We're back! I'm so tired. I couldn't wait to get in bed with the kitties and cuddle, but I couldn't get any sleep, with all the fur and cuddlyness. Everyone wants to sleep on my face. There's a joke in there some where.
I'm going to go back to sleep after I'm done writing to you. I had to get up and come in here to make a phone call. All I want to do today is sleep.

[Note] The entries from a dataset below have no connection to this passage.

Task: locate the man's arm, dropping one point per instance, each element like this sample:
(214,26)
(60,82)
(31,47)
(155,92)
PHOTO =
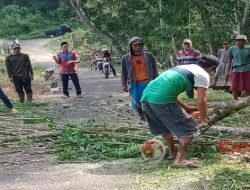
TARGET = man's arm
(177,59)
(230,64)
(76,58)
(154,66)
(185,106)
(124,75)
(8,68)
(219,54)
(30,69)
(202,103)
(57,59)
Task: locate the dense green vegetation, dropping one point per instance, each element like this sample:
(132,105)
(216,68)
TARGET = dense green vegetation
(29,19)
(162,24)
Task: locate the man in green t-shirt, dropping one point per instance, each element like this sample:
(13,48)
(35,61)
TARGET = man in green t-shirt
(167,116)
(239,64)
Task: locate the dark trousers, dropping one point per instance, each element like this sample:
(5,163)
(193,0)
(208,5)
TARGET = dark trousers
(75,80)
(5,99)
(190,94)
(113,69)
(21,83)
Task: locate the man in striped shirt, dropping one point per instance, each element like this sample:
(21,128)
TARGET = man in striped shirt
(187,56)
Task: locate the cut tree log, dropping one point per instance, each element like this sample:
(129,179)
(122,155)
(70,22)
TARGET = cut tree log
(229,108)
(237,132)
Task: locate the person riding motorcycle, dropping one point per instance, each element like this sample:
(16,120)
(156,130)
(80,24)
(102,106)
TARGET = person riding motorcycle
(107,55)
(95,56)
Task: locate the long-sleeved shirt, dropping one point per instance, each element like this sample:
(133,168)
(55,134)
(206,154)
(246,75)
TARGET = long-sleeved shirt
(18,65)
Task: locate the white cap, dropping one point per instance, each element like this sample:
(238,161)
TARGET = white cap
(241,37)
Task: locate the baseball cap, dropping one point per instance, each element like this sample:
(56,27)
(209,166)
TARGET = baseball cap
(187,41)
(208,61)
(15,45)
(137,42)
(241,37)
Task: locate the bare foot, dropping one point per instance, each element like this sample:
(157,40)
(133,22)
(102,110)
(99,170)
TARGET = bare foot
(13,111)
(172,156)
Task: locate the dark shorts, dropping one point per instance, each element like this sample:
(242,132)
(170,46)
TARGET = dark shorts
(166,119)
(240,81)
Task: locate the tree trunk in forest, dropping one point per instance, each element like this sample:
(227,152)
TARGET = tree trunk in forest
(230,108)
(76,4)
(241,23)
(244,132)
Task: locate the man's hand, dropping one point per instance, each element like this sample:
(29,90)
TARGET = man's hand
(203,123)
(125,89)
(190,109)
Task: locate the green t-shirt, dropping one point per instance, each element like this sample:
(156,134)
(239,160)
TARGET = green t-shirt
(166,88)
(240,58)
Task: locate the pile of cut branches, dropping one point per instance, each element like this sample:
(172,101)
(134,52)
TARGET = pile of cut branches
(100,141)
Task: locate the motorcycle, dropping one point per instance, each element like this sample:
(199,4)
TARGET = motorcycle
(97,63)
(106,68)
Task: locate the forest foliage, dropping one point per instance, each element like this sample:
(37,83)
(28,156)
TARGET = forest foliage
(162,24)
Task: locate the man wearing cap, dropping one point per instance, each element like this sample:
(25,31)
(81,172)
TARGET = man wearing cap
(167,115)
(68,61)
(7,102)
(223,55)
(137,70)
(239,65)
(188,55)
(20,72)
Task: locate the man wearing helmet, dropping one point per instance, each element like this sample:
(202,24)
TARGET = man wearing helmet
(138,69)
(107,55)
(167,115)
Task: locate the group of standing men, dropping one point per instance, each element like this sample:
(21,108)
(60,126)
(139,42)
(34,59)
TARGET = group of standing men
(155,98)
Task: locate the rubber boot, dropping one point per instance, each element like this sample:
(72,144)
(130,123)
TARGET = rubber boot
(21,97)
(141,114)
(29,97)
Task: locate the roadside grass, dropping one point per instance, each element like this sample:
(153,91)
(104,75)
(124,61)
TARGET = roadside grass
(91,142)
(219,175)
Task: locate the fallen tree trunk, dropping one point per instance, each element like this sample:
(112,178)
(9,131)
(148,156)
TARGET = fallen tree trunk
(229,108)
(243,132)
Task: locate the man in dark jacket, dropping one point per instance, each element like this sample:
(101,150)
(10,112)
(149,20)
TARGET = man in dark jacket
(20,72)
(138,69)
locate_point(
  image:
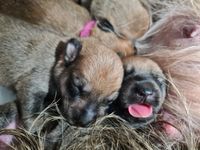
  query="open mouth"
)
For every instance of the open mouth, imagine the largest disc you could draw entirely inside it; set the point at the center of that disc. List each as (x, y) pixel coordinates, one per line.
(140, 110)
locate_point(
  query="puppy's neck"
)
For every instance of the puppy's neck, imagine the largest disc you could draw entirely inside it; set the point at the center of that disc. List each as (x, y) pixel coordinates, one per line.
(87, 29)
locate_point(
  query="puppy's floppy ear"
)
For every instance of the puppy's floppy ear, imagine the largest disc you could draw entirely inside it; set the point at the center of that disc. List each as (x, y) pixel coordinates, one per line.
(68, 51)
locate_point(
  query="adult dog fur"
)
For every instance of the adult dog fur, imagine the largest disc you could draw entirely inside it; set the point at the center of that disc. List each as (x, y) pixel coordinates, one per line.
(175, 47)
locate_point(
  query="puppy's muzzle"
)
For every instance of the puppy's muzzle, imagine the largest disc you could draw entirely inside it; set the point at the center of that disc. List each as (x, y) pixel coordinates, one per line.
(84, 116)
(145, 91)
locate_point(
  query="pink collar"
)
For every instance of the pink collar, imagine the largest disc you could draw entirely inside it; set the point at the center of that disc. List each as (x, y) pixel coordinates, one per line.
(87, 29)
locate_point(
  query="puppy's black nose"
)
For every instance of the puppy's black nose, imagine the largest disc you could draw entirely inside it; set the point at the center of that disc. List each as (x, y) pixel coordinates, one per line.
(145, 89)
(84, 117)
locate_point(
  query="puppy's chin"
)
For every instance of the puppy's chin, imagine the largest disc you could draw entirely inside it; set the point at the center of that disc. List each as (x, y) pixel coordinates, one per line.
(136, 122)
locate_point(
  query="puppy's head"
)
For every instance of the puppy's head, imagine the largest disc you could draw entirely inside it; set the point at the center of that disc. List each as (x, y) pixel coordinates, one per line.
(86, 77)
(142, 93)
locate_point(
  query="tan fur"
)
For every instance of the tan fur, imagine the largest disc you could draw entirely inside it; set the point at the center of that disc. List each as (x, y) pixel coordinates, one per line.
(26, 62)
(170, 45)
(125, 16)
(61, 16)
(127, 26)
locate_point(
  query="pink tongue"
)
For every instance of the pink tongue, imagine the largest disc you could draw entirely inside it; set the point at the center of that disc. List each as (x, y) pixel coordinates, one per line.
(140, 110)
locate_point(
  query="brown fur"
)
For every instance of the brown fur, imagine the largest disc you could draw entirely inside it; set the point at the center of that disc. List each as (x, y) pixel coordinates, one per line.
(127, 26)
(25, 63)
(60, 16)
(172, 45)
(144, 84)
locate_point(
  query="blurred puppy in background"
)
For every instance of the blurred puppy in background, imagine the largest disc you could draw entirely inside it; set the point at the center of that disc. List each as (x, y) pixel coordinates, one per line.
(86, 75)
(62, 17)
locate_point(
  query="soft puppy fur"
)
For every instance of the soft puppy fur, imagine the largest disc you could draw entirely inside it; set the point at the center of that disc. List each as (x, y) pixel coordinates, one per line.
(84, 88)
(144, 85)
(62, 17)
(116, 26)
(26, 62)
(178, 55)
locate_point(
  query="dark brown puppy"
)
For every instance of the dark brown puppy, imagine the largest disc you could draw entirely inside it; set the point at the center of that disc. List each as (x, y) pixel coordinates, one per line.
(26, 63)
(142, 93)
(83, 87)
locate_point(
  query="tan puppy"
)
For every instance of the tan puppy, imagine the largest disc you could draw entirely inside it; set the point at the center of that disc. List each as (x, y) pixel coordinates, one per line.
(68, 18)
(142, 93)
(60, 16)
(26, 62)
(120, 23)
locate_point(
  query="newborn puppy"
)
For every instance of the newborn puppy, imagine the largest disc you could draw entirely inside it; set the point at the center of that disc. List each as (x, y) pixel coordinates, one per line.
(85, 79)
(87, 70)
(62, 17)
(142, 93)
(120, 22)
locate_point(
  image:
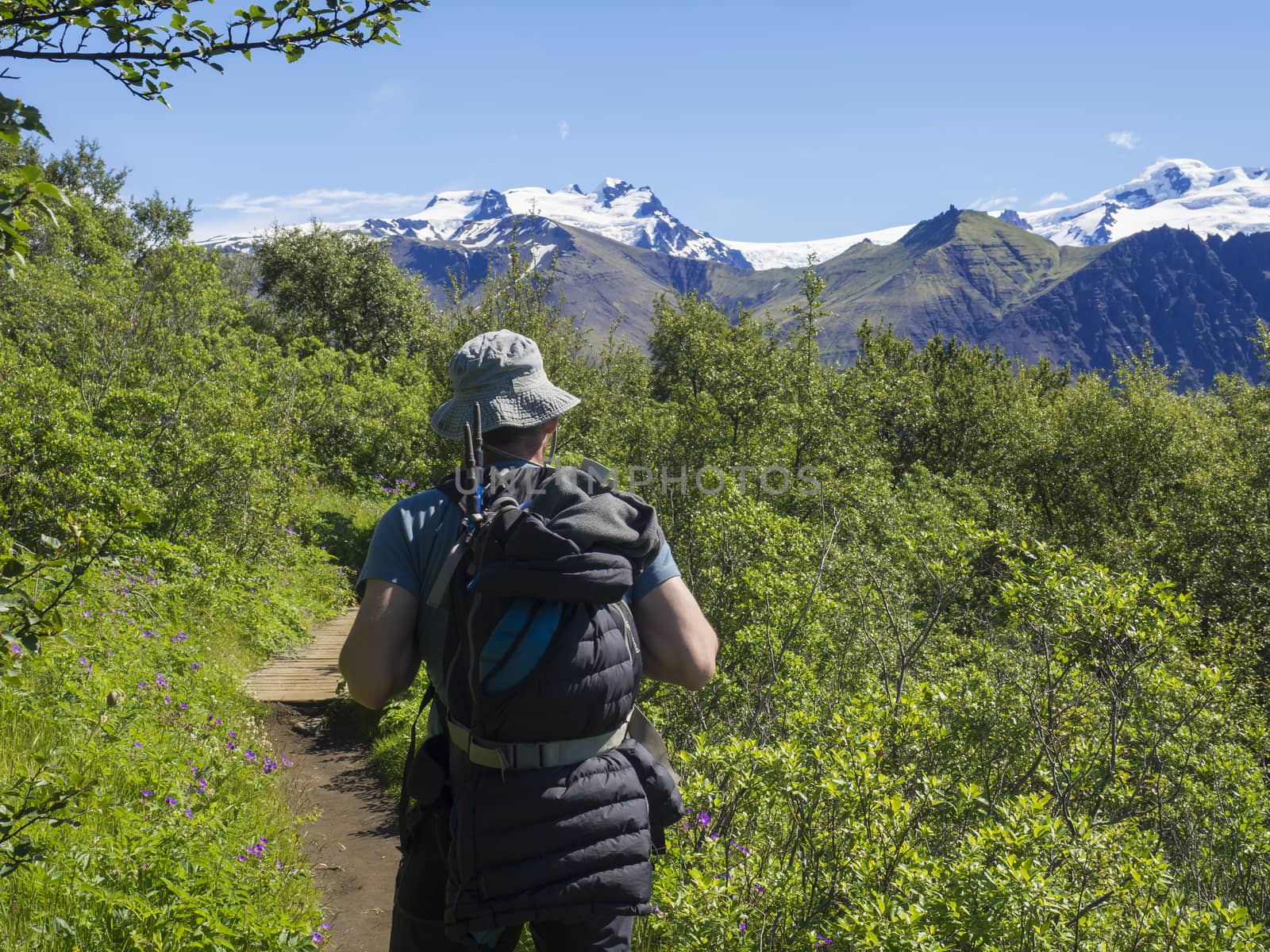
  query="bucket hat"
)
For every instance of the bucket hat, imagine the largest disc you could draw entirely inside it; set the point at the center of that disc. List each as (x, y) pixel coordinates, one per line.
(501, 371)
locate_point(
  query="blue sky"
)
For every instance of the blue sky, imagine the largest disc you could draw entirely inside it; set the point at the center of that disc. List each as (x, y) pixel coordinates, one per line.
(753, 121)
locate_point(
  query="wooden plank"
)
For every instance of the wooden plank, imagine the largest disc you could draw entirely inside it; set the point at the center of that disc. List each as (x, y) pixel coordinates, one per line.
(313, 674)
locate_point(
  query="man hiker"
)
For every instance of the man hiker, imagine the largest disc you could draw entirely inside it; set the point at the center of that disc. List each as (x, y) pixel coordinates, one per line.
(535, 598)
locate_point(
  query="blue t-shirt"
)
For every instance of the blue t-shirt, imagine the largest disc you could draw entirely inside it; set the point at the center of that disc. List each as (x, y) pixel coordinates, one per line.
(410, 546)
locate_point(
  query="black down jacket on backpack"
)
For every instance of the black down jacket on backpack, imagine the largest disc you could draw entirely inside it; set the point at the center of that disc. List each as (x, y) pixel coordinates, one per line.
(558, 842)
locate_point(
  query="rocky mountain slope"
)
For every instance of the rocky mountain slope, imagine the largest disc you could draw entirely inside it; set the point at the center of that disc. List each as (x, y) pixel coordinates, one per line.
(962, 274)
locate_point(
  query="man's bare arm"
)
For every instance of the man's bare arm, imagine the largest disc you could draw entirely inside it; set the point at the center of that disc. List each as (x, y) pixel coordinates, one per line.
(679, 644)
(379, 659)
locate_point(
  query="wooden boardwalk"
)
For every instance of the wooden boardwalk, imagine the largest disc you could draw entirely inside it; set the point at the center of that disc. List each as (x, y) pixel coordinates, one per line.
(313, 674)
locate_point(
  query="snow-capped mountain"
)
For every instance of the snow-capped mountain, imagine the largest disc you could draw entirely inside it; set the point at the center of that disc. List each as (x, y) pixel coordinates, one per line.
(1183, 194)
(615, 209)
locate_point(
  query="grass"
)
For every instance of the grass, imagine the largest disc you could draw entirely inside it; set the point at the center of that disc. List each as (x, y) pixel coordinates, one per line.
(177, 833)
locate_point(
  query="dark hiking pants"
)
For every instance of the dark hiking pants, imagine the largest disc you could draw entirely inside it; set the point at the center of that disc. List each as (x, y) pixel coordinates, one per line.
(418, 908)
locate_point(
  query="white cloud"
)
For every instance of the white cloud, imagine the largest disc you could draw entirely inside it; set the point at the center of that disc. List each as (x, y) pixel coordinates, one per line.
(1124, 140)
(321, 202)
(994, 205)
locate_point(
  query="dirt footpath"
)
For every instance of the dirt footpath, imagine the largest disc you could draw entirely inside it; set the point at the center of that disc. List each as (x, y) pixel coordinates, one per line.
(352, 846)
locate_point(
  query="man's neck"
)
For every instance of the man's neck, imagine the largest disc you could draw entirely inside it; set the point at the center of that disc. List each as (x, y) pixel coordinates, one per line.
(537, 456)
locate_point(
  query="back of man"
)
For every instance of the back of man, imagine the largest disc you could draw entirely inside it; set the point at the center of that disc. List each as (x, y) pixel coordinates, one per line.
(397, 630)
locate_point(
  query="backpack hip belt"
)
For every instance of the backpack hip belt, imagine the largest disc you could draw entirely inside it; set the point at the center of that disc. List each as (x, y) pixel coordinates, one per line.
(527, 757)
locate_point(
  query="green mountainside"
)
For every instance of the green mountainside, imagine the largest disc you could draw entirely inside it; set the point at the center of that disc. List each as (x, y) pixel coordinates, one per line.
(963, 274)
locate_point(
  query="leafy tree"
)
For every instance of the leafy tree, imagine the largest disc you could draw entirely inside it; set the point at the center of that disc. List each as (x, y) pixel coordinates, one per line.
(137, 44)
(342, 289)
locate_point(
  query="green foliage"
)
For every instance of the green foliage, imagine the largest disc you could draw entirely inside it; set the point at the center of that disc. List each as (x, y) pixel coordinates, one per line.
(997, 682)
(23, 190)
(140, 44)
(342, 289)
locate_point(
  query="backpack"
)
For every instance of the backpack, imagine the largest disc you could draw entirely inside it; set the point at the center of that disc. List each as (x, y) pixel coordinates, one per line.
(552, 809)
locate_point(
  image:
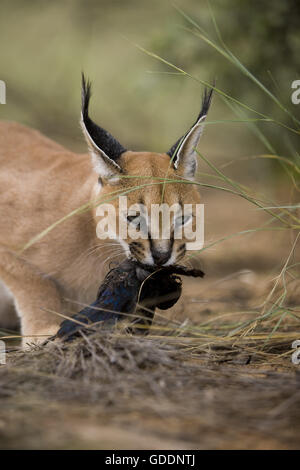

Yesterday I was bending down to pet some corgies and one of them reached up his little paw to pet my face or do something friendly with it, but his little hand slipped and scratched my eye. Now I have a bloody blob in my eye. I knew I had hurt it but I just kept talking to the dogs owners and trying to be friendly and polite, but when I came inside and saw it, I was so surprised. I wondered if they had seen it and if so why didn't they say anything. "Oh dear, our Corgies seem to have maimed your eye, terribly sorry about that."
I hate the clutter and furryness of my house, but I can't live without my kittynessness. When I go away and come back it always hits me, how furry it is here. Too furry.
I had fun cuddling with Sunny this morning. He's so big and beautiful. He likes to be near me but on the fringes of things. He'll sleep about two feet away, as opposed to on my face or head or pillow like most of my other cat-people-friends.
Beau had me driving all over the place yesterday looking for e-cards for his beloved Animal Crossing. I love that game, it's so sweet.
I need a bigger house with some cat-free zones.
I'm way behind my November fifty-thousand word goal. Think I can catch up? Okay my journal compatriot darlings, back to bed, wish me luck.
PS: Darn this Warped weirdness, how do I fix this? Does this mean I've lost everything I ever uploaded to them? Or do I just need to do something about it?